Lets assume you have downloaded the SAP ASE (Adaptive Server Enterprise) Database Server engine and you are now considering for any new application work, this will be focused on the SAP ASE platform and its supporting products. 

Congratulations and welcome! 

Now we have the Database Engine decision done, we have some decisions to make regarding CPU, RAM, internal structures, etc.  In this blog and these future blog series I will be focusing on answering your questions regarding setting up the SAP ASE Server to avoid minimal hassle and tuning in the future.  We’ll make some assumptions and provide guidance for those of you who are new to this technology.  This article will provide you with the understanding on why choosing the right characer set and sort order is important.

The original problem statement

If you were in charge of a new database application, building a Custom application (referred to as a non-SAP application) and given the fact that newer SAP Applications require unicode, would you want to design something that is unicode by default?

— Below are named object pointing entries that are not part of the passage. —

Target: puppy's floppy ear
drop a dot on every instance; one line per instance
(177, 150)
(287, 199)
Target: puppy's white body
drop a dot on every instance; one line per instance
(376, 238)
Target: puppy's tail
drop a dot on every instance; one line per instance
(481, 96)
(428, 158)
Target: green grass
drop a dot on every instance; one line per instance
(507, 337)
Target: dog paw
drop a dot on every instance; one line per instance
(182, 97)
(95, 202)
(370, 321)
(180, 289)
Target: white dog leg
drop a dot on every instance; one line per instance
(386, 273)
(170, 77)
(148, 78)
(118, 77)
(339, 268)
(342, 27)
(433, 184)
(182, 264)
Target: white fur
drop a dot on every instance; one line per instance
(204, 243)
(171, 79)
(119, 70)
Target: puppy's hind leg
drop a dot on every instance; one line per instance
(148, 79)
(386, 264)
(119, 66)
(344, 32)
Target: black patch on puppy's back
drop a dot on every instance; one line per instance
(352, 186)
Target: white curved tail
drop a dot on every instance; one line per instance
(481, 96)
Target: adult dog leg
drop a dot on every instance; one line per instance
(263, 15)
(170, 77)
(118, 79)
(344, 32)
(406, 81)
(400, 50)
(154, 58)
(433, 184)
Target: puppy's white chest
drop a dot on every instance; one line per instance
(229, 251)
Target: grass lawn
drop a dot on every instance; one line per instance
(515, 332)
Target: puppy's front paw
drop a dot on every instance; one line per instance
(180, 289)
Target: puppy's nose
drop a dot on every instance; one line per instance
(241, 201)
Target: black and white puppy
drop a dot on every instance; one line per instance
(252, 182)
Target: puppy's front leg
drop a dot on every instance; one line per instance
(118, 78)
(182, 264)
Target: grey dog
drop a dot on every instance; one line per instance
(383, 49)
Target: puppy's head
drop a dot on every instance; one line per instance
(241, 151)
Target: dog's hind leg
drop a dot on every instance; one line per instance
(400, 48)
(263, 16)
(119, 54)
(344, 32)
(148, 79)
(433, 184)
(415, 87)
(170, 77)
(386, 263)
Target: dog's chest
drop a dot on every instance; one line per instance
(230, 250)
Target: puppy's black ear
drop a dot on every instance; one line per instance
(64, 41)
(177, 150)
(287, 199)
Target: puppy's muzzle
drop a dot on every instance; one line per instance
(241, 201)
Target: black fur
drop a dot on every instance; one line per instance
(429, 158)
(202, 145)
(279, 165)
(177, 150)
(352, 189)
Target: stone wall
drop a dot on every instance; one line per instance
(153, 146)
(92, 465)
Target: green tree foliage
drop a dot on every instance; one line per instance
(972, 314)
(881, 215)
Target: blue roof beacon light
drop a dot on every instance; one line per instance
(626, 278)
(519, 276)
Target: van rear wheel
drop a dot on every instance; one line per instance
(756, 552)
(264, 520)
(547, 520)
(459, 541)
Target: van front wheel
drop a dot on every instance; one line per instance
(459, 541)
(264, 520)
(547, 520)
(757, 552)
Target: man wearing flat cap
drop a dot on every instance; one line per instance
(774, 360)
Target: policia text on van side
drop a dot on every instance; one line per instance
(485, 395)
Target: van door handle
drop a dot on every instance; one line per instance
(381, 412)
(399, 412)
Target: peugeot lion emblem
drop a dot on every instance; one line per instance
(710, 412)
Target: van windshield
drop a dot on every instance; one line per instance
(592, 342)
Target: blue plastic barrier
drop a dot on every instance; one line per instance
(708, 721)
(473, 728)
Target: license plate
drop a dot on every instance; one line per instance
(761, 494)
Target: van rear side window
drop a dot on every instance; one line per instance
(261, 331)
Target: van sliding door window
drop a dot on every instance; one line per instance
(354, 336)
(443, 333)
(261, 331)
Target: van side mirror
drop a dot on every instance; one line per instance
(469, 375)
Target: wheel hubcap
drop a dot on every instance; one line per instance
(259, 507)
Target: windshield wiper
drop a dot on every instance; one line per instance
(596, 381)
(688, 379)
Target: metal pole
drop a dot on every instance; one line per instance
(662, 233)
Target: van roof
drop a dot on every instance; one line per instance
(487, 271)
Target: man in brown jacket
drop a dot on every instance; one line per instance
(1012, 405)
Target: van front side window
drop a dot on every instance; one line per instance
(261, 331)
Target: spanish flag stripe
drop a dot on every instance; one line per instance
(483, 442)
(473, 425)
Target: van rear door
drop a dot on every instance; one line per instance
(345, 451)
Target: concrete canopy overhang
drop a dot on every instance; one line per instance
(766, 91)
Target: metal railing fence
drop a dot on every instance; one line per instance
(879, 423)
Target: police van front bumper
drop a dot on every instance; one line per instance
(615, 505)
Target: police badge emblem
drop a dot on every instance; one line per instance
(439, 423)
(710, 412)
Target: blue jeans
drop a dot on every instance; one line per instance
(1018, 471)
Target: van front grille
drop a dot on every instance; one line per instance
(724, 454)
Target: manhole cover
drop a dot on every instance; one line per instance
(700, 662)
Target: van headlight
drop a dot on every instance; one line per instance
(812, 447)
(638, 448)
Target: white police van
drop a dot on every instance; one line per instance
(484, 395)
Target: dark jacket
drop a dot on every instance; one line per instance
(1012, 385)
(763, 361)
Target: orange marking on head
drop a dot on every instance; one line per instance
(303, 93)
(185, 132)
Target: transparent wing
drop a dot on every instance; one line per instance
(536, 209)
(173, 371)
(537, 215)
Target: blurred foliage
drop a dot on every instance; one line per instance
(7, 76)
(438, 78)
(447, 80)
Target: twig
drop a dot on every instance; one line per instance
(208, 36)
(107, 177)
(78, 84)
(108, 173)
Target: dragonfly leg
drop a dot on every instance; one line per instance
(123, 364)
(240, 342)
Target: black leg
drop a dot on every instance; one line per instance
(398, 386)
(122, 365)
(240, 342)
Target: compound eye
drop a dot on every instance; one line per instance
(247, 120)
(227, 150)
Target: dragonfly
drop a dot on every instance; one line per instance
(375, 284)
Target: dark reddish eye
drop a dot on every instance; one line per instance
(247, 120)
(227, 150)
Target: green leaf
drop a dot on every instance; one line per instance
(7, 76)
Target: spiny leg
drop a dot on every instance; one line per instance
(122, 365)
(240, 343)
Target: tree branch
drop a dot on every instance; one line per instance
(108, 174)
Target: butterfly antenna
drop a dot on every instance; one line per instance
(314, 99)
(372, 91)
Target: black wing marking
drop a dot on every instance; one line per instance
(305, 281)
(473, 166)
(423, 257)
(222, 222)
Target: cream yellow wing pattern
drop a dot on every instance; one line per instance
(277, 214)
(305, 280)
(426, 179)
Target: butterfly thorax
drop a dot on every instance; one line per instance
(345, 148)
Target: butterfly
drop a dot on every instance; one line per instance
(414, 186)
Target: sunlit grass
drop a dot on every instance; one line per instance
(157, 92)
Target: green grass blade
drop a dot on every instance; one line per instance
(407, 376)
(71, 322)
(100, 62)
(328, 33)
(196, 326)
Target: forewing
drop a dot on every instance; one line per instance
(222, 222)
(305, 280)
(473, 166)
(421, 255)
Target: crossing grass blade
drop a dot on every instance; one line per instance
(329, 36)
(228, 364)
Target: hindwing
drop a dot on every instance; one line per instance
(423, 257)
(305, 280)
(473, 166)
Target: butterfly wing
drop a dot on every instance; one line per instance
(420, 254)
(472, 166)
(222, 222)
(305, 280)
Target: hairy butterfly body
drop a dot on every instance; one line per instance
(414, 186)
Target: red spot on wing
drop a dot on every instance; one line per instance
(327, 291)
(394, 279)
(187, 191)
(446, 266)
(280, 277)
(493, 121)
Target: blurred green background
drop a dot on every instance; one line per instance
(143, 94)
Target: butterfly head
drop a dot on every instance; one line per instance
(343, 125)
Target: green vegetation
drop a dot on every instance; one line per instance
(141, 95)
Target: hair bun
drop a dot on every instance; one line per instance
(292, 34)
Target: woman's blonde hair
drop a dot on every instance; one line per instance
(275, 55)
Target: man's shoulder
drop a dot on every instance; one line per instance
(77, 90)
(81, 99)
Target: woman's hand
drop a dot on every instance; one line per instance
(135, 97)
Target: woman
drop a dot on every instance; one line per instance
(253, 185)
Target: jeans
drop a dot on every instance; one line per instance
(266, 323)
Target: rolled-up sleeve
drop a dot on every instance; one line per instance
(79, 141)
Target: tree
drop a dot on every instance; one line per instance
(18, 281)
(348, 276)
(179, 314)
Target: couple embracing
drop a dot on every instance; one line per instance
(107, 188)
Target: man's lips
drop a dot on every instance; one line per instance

For those of you that are new to unicode

Unicode is a universal encoded character set that enables information from any language to be stored in your Database Server using a single character set.  As the name implies, Unicode provides a unique code value for every character.  This is regardless of the platform, program, or language.  Unicode is an international character set that supports over 650 of the world’s languages, such as Japanese, Chinese, Russian, French, and German. Unicode allows you to mix different languages from different language groups in the same server, no matter what the platform.  

The advantages

The task of designing an application to work outside its country of origin can seem daunting. Often, programmers think that internationalizing means hard-coding dependencies based on cultural and linguistic conventions for just one country.  A better approach is to write an internationalized application: that is, one that examines the local computing environment to determine what language to use and loads files containing language-specific information at runtime.  When you use an internationalized application, a single application can be deployed in all countries. This has several advantages:

  • You write and maintain one application.
  • The application can be deployed, without change, in new countries as needed. You need only supply the correct localization files.
  • All sites can expect standard features and behavior.

Technical drill down

SAP Sybase ASE supported Unicode in the form of three datatypes: unichar, univarchar, and unitext. These datatypes store data in the UTF-16 encoding of Unicode.   The character set model used by ASE is based on a single, configurable, server-wide character set. All data stored in Adaptive Server, using any of the character datatypes (char, varchar, nchar, nvarchar, and text), is interpreted as being in this character set. Sort orders are defined using this character set, as are language modules—collections of server messages translated into local languages.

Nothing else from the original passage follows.